In the mid 1980s the successes of a stream of English-speaking riders brought huge television audiences to the event, as a new world discovered the Tour’s old myths and legends. Meanwhile, even as they embraced the influx of tourism and revenue from the Tour’s bewitched new fans, the French took solace in their former glories. Year by year, as the foreign legion swamped their territory, their love of cycling faded.
By the turn of the decade, the battle lines were drawn between the old world and the new, between tradition and modernisation. The success of a young American called Greg LeMond had stirred interest on the other side of the Atlantic. LeMond had challenged Breton farmer’s son Bernard Hinault, the last bastion of French tradition and, coincidentally, LeMond’s mentor, in an epic 1986 Tour. LeMond stood the test to become the first American winner. The Tour was never the same again and Hinault, winner in 1985, remains the last French champion.

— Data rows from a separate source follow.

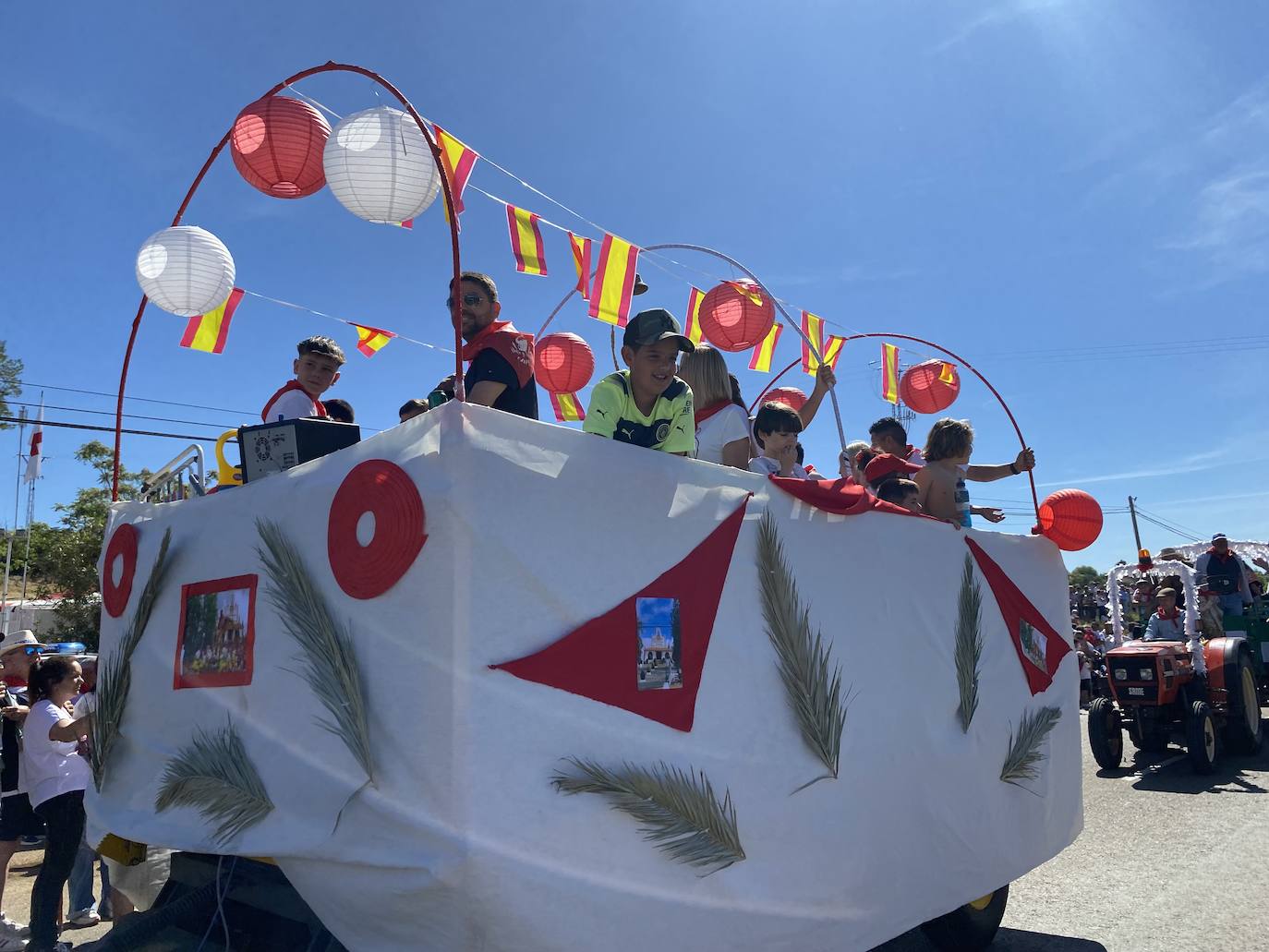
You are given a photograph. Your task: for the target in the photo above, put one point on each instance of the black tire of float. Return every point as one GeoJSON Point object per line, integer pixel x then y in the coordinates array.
{"type": "Point", "coordinates": [1197, 726]}
{"type": "Point", "coordinates": [1239, 677]}
{"type": "Point", "coordinates": [1106, 734]}
{"type": "Point", "coordinates": [969, 929]}
{"type": "Point", "coordinates": [138, 929]}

LeMond’s sheer Americanness appalled French purists. He was an innovator who saw cycling as an old-fashioned business with potential for growth. He expected to be a high earner, he wanted his wife to travel with him, he ate ice cream and he demanded air conditioning in his hotel room. The outrage at his behaviour reached its peak when he once decided to play golf on the Tour’s rest day. Pétanque, he might have got away with, but golf …? This was sacrilegious. What made him all the more remarkable was that LeMond was sponsored by a French team – led by Hinault – yet he still had the guts to break the mould. LeMond was a fan but also a foreigner, an outsider, un étranger, competing on his own terms, yet sensitive to European sensibilities. He learned to speak French and rode in Classic races such as Paris-Roubaix, in an effort to prove he was no dilettante. Nevertheless, his victory over Hinault, by then an iconic figure in French cultural life, broke the years of French resistance and ushered in a new era; incredibly, no native rider has won the Tour since. That’s twenty-two years – and counting.

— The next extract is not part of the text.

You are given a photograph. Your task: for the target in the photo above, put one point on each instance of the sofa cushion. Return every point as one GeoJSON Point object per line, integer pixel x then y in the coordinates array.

The American, still riding for European sponsors, went on to win the Tour twice more. Those who have followed in his wake, led by Armstrong, have been corporate athletes, mostly riding for American brands in American teams, with little time for cycling’s history. They have surfed a wave of opportunity and created vast wealth for themselves and an entourage of hangers-on.

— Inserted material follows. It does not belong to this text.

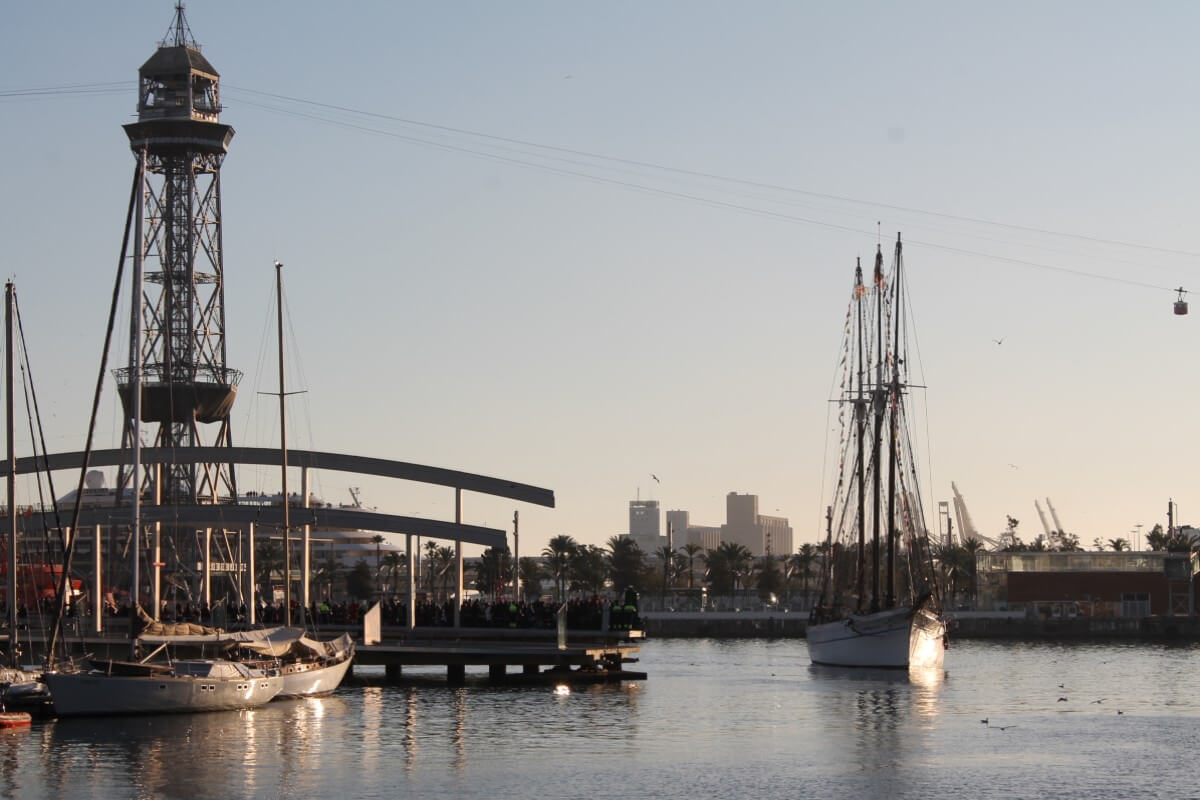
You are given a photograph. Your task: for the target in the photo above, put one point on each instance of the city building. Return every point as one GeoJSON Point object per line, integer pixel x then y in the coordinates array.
{"type": "Point", "coordinates": [645, 525]}
{"type": "Point", "coordinates": [1087, 583]}
{"type": "Point", "coordinates": [760, 534]}
{"type": "Point", "coordinates": [757, 533]}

Armstrong was always keen to carve his own place in the sport and often sought to distance himself from LeMond’s legacy. ‘I’m not the next Greg LeMond – I’m the first Lance Armstrong,’ he would say, a little impatiently, when he first made his mark in Europe.
Ignoring Floyd Landis and his 2006 ‘victory’, quickly discredited by his positive drugs test, there have now been ten American wins, shared between LeMond and Armstrong, in the past twenty years. But it was Armstrong, the recovered cancer sufferer and tough-talking charity spokesman with his Hollywood friends and celebrity lovers, who became the poster boy for cycling’s new world.
As Armstrong took the Tour by storm, winning for seven successive years, the French became sullen and resentful, taking refuge in the notion of two-speed cycling – one group of riders (principally themselves), was clean and credible; the other group, they preferred to think of as dirty and doped. They even coined a phrase for it, cyclisme à deux vitesses.
Meanwhile, they remain as distant from Tour success as ever.